Chronic Hepatitis B (CHB) is a persistent viral infection that affects millions of people worldwide. The infection can cause severe liver damage, liver cancer, and ultimately death. One of the hallmarks of CHB infection is the exhaustion of virus-specific CD8 T cells, which are essential for the clearance of the virus. Elevated levels of reactive oxygen species (ROS) derived from dysfunctional mitochondria can cause increased protein oxidation and DNA damage in exhausted virus-specific CD8 T cells. The researcher demonstrated how the use of nicotinamide mononucleotide (NMN) and nicotinamide adenine dinucleotide (NAD) can potentially restore the function of exhausted CD8 T cells in CHB system.

The Mechanism of CD8 T cell Exhaustion in CHB

Studies have shown that CD8 T cell exhaustion in CHB patients is associated with defective DNA repair processes, including NAD-dependent parylation.
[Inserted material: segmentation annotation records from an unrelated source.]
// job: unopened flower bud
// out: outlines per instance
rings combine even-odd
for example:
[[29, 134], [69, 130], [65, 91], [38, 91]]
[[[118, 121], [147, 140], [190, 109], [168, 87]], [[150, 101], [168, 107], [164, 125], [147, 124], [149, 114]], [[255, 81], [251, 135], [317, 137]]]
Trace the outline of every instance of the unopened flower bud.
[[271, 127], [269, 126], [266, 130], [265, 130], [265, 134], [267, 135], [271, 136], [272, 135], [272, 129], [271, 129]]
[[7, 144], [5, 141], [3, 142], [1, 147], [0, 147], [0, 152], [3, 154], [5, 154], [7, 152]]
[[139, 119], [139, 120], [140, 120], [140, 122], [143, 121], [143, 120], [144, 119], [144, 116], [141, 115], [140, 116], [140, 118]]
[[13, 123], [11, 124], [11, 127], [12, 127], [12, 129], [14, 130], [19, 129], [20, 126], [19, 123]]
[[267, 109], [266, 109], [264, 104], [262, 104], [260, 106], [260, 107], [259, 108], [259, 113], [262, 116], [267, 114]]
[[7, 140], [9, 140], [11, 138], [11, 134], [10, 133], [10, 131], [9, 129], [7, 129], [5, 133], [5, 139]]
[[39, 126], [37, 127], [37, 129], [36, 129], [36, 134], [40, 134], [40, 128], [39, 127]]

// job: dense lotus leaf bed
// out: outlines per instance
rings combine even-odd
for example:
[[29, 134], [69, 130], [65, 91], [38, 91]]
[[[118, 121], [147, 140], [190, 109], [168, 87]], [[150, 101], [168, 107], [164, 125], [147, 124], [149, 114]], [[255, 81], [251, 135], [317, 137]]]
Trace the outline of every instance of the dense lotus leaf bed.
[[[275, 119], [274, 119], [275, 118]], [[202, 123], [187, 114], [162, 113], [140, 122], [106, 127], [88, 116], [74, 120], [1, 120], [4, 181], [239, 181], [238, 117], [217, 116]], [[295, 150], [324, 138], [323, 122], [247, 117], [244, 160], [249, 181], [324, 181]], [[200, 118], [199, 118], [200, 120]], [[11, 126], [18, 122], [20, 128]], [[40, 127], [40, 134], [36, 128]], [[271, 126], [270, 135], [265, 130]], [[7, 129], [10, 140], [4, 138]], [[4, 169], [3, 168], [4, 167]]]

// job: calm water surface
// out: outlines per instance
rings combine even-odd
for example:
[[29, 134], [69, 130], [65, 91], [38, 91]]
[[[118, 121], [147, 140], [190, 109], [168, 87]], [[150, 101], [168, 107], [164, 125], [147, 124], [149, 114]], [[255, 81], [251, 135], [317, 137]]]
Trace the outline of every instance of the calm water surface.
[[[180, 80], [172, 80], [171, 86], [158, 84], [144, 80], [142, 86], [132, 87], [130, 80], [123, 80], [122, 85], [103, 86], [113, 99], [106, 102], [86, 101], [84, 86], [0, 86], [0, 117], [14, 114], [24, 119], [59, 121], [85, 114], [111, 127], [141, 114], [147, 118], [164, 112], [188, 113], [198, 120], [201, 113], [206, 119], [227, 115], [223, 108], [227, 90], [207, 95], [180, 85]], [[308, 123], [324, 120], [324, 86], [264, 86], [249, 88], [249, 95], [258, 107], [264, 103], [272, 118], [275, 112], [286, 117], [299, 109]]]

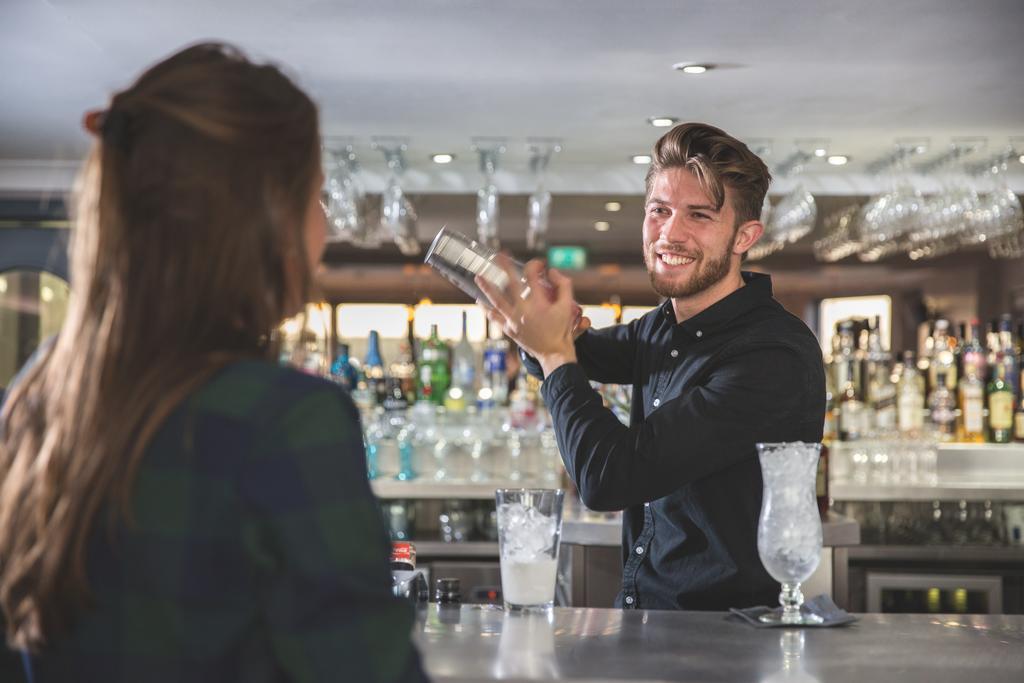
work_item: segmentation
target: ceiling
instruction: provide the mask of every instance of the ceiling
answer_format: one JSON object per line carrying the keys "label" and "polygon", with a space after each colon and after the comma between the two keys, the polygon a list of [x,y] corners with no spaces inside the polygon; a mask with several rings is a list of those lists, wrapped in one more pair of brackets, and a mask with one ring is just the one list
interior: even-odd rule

NAD depletion is indicated by the overexpression of CD38, the major NAD consumer, and by the significant improvement of DNA repair mechanisms, mitochondrial, and proteostasis functions by NAD supplementation, which could also improve the HBV-specific antiviral CD8 T cell function. This suggests that multiple interconnected intracellular defects, including telomere shortening, are causally related to NAD depletion, which is similar to the process of cell senescence.

The Role of CD38 in CD8 T Cell Exhaustion

CD38 has been recognized as the major NAD consumer and its overexpression has been associated with high NAD consumption and subsequent depletion, and with altered mitochondrial function. In aged mice, CD38 overexpression was associated with low mitochondrial membrane potential and increased dependence on glycolysis, metabolic features common to HBV-specific CD8 T cells in CHB. CD38 overexpression may be causally involved in NAD shortage in exhausted HBV-specific CD8 T cells.

The Role of NAD in CD8 T cell Function

NAD is an essential coenzyme that plays a crucial role in the maintenance of energy homeostasis, DNA repair, and redox signaling. The restoration of intracellular NAD levels can improve mitochondrial and proteostasis functions and thus restore the function of exhausted CD8 T cells in CHB. In addition, NAD supplementation can also restore DNA repair mechanisms and improve HBV-specific antiviral CD8 T cell function.

CD8 T cell exhaustion is a major obstacle in the clearance of chronic viral infections, including CHB. The use of NAD precursor NMN and NAD supplementation has shown promising results in the restoration of the function of exhausted CD8 T cells in CHB patients. CD38 overexpression and subsequent NAD depletion are major factors contributing to CD8 T cell exhaustion in CHB patients.

Therefore, the correction of these deregulated intracellular functions by NAD supplementation represents a promising potential therapeutic strategy for chronic HBV infection. Further studies are needed to explore the full potential of NMN and NAD as a treatment for CHB.